Andrew Lear a déclaré que les sources les plus anciennes sur Alexandre datent de plusieurs centaines d’années après sa mort et que, bien que ces sources reflètent vraisemblablement des textes plus anciens, il est impossible d’en connaître l’exactitude. James Romm, professeur de lettres classiques au Bard College, a déclaré que la tentative de la série-documentaire de « rendre gay » Alexandre est « stupide », car les historiens « ne savent pas grand-chose de sa vie sexuelle, y compris si lui et Héphestion étaient amants ».

Fait surprenant

Le fait de présenter Alexandre le Grand comme ayant eu des relations homosexuelles a également suscité la colère lors de la sortie du film Alexandre d’Oliver Stone en 2004. Un groupe de 25 avocats grecs avait initialement menacé de poursuivre Oliver Stone et Warner Bros, arguant qu’il n’y avait aucune preuve historique pour étayer l’idée qu’Alexandre avait eu des relations homosexuelles, mais ils ont renoncé à leur projet après avoir visionné le film.

Sur le même sujet

Les adaptations d’autres personnages historiques, comme Hannibal et Cléopâtre, ont suscité la même indignation dans les pays d’origine de ces figures historiques.
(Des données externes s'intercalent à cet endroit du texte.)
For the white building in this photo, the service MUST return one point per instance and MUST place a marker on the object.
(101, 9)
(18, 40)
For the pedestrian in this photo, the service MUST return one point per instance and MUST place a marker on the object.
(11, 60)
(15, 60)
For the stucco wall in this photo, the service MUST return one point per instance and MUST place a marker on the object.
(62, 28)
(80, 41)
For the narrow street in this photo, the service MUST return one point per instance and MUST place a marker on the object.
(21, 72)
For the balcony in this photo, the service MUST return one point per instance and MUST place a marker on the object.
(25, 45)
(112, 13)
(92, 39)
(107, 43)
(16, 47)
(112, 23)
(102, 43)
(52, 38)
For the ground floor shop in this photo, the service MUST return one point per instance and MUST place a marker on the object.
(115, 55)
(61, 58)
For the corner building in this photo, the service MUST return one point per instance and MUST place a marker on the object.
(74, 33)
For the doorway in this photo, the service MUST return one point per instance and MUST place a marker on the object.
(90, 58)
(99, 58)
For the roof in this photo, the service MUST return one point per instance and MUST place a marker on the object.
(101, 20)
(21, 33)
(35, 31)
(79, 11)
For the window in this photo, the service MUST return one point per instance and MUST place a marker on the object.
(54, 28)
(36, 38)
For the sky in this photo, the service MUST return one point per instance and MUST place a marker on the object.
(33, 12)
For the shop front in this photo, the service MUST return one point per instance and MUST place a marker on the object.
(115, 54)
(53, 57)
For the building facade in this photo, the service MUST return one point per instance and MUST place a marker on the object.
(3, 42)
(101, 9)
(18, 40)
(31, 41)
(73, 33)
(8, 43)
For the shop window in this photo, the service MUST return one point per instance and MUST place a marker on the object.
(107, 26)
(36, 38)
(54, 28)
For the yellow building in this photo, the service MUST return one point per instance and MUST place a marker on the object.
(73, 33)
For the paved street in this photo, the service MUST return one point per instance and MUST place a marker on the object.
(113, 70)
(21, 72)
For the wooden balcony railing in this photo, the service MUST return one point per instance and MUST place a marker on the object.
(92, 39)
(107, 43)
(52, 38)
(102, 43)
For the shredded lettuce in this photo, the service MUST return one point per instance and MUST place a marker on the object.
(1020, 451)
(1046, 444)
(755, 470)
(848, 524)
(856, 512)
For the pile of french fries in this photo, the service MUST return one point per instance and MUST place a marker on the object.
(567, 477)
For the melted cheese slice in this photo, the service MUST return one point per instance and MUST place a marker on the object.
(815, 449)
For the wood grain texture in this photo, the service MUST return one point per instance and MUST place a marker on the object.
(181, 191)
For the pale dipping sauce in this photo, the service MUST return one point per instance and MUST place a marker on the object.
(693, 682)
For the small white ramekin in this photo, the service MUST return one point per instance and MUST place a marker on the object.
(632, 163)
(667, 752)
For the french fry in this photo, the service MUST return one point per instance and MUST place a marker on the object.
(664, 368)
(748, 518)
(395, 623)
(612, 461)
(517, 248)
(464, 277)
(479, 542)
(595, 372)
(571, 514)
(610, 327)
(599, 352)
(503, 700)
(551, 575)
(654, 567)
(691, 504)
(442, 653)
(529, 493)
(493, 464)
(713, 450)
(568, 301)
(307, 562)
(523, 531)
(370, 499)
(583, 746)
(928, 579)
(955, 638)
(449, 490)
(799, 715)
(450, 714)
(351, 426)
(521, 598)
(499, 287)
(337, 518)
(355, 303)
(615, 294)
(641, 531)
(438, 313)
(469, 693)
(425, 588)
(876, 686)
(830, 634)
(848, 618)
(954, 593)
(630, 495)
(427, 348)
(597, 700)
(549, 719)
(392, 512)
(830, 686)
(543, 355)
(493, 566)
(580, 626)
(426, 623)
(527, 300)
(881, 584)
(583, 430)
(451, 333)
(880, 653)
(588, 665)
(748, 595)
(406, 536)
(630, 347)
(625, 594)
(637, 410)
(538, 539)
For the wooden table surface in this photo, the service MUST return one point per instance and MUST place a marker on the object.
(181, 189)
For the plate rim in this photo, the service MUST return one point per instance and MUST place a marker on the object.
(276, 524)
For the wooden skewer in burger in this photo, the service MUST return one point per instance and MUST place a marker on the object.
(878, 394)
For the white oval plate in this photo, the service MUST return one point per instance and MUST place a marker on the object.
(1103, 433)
Denzel Washington devrait jouer le rôle d’Hannibal, l’ancien général militaire carthaginois considéré comme un héros national de la Tunisie, dans un prochain film de Netflix, mais son casting a suscité une certaine colère parce qu’Hannibal serait d’origine phénicienne, une région du Liban actuel, alors que Denzel Washington est un acteur noir américain. Le député tunisien Yassine Mami a déclaré que Netflix risquait de « falsifier l’histoire ». La ministre tunisienne de la Culture, Hayet Ketat-Guermazi, a déclaré que Netflix disposait d’une liberté de création, mais a exhorté le film à tourner des scènes en Tunisie. La série La Reine Cléopâtre, également diffusée par Netflix, a suscité la colère au début de l’année avec le casting de l’actrice jamaïcaine et anglaise Adele James dans le rôle de la souveraine égyptienne. Le ministère égyptien des Antiquités a publié une déclaration citant des historiens qui ont reconnu que Cléopâtre avait en fait « la peau blanche et des caractéristiques hellénistiques ».